Camera Tips

Just wanted to mention a few things I’ve figured out from playing with the camera. You may already know all this, but I wanted to pass it on just in case.

1. Pan and zoom buttons can be held down to increase the amount of the adjustment. The arrow buttons for panning the camera left, right, up, and down, as well as the ‘+’ and ‘-‘ zoom buttons, can be held down, rather than merely clicked. If you hold the mouse button down longer, the amount of the pan, or zoom, continues to increase until you release the button. This is handy for things like scanning across a landscape; until I figured this out I’d just click the pan button to scoot over a little bit, then click again to scoot a little more. Now I can move the rectangle all the way over to a fresh position adjoining the area previously scanned, covering a lot of ground relatively efficiently.

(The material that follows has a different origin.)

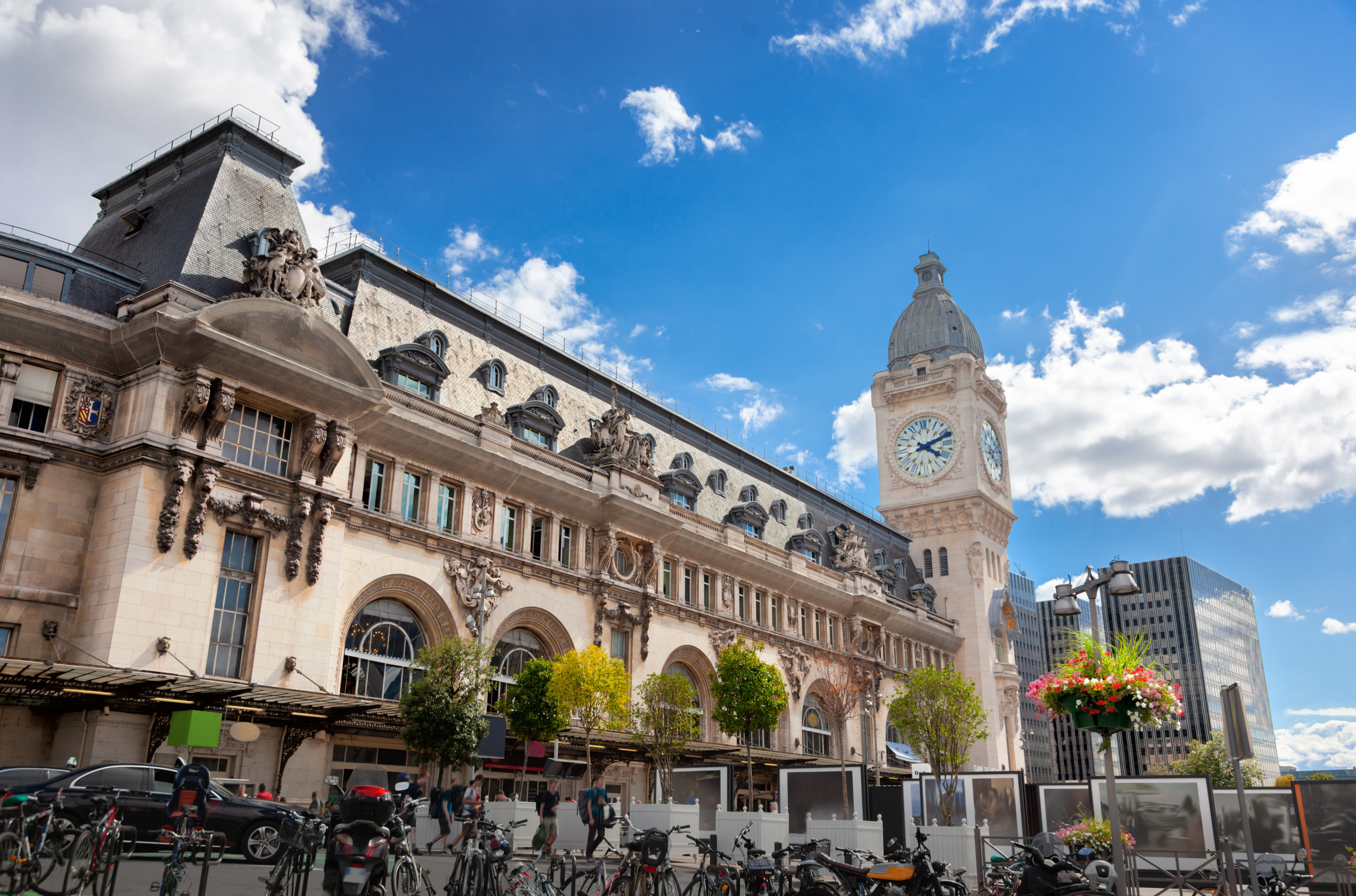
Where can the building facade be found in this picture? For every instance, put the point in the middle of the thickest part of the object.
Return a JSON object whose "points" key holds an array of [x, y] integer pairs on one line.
{"points": [[247, 476], [1030, 654], [1202, 631]]}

2. The colors of the preview rectangles correlate with the colors of the usernames in the “Online” box. By comparing the color of the rectangles in the positioning panorama with the colors of the listed usernames, you can tell who’s voting to position the camera where. I’m not sure how useful that is, but it lets you grumble more specifically when you’re in a pointing war with someone. “Look at the birdbath!” “No, look at the feeders!” “No, zoom in on the third leaf from the left in that tree over there!” Grr.

3. Pointing is collaborative, rather than via a queue. This leads me to my final item. A lot of the time, it seems like people are taking turns positioning the camera. One person draws a rectangle, there’s a pause, and the camera goes there. Someone else draws a rectangle, pause, and the camera goes there. It feels like we’re taking turns, and as long as only one person is drawing a rectangle between successive “beats” of the system, that is indeed what’s happening.

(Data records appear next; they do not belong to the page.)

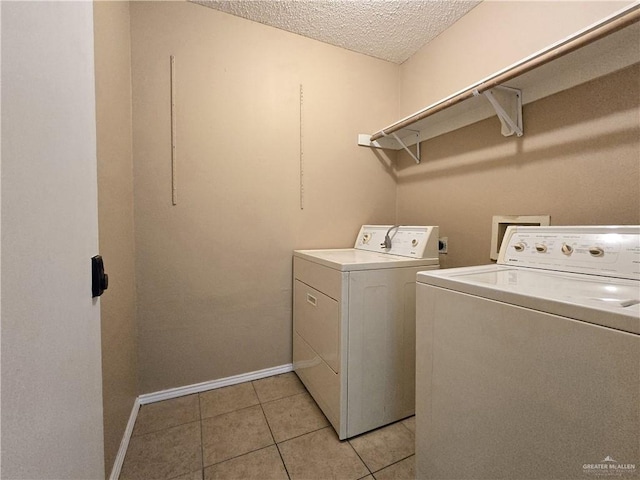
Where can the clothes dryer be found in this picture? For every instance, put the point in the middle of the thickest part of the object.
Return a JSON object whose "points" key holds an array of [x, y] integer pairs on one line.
{"points": [[530, 368], [354, 324]]}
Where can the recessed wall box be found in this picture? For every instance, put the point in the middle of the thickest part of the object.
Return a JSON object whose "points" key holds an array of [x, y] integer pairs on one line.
{"points": [[501, 222]]}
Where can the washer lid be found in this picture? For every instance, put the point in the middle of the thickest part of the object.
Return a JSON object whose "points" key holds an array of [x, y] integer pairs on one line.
{"points": [[351, 259], [609, 302]]}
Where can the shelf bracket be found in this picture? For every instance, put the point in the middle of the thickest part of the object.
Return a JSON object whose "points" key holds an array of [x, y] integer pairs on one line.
{"points": [[416, 156], [511, 122]]}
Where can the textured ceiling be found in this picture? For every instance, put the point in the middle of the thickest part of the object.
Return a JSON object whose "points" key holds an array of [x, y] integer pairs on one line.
{"points": [[392, 30]]}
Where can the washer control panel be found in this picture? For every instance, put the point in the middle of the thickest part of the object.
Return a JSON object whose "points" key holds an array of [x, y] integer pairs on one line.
{"points": [[598, 250], [405, 241]]}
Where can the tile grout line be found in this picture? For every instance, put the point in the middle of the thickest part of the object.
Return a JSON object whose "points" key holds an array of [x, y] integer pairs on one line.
{"points": [[286, 470]]}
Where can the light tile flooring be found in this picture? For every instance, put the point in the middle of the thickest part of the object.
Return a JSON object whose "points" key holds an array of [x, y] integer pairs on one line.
{"points": [[265, 429]]}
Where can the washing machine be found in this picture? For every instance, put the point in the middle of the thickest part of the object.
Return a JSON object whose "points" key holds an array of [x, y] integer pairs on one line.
{"points": [[530, 368], [354, 324]]}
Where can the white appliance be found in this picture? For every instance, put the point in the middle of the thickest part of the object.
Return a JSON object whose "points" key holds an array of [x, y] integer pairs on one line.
{"points": [[530, 368], [354, 324]]}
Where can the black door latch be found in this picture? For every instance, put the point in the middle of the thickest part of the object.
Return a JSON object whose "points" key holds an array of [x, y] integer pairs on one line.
{"points": [[100, 280]]}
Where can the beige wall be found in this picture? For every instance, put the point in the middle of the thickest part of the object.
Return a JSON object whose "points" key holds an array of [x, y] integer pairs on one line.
{"points": [[115, 214], [577, 161], [214, 272], [492, 36]]}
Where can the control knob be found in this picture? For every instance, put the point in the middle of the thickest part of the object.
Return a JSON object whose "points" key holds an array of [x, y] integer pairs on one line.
{"points": [[519, 247], [596, 251], [541, 247]]}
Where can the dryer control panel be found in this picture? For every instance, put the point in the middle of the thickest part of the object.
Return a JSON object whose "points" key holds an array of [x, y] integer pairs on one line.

But the pointing algorithm is more sophisticated than that. I spent some time today reading through the PDFs in the “Related Publications” section of the CONE site, and although I got lost in the math pretty quickly, the gist of it is that when multiple pointing requests are received during the same beat, the software controlling the camera does its best to figure out the pan and zoom that will make the largest number of users happy.

It’s not just an average of all the inputs; that would be stupid, since one person trying to look at the feeders and another trying to look at the birdbath would result in the camera pointing to no-man’s-land in between. And it’s not just a rectangle that encompasses as many of the users’ rectangles as possible, since that would likewise be stupid: Users are requesting a particular zoom factor for a reason, and giving a zoomed-out view that encompasses two zoomed-in requests isn’t going to make either user happy.

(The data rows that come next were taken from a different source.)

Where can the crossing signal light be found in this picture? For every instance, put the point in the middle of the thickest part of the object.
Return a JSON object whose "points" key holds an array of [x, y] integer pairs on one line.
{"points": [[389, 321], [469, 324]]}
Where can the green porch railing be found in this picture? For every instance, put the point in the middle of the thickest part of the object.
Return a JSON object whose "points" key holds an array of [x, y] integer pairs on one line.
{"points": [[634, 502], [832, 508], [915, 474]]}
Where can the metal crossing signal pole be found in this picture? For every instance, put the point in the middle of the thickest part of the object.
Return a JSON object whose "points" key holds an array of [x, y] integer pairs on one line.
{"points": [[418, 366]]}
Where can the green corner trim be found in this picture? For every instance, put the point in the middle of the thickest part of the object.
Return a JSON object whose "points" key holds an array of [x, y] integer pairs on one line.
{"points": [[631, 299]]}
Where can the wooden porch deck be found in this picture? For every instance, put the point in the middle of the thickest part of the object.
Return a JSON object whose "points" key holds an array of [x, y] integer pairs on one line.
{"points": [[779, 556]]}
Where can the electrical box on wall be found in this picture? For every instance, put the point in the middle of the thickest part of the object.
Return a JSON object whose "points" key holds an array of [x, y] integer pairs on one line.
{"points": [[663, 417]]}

Instead, the camera says, okay; how can I make the largest number of users happy? Then it does that.

(From Dezhen Song and Ken Goldberg’s Networked Robotic Cameras for Collaborative Observation of Natural Environments — 480K PDF file.)

The cool thing about this is approach is how well it scales. With a queue, having too many users seriously degrades the experience. But with this approach, there’s actually the possibility that the user experience will get better as the number of users increases. It’s that wisdom of crowds thing. Individually we’re stupid, but collectively we can be pretty smart, and having a means of polling everyone in real-time means the dummies get out-voted.

In practical terms, what this means for me is that I shouldn’t treat camera pointing as a queue, at least not when it’s important. Most of the time I’m happy to let someone else drive. But when there’s something specifically going on that I really want to see, I should be in there drawing rectangles for all I’m worth. And the rest of you should be, too. Don’t wait for your “turn”. Just go for it, and let the software figure it out.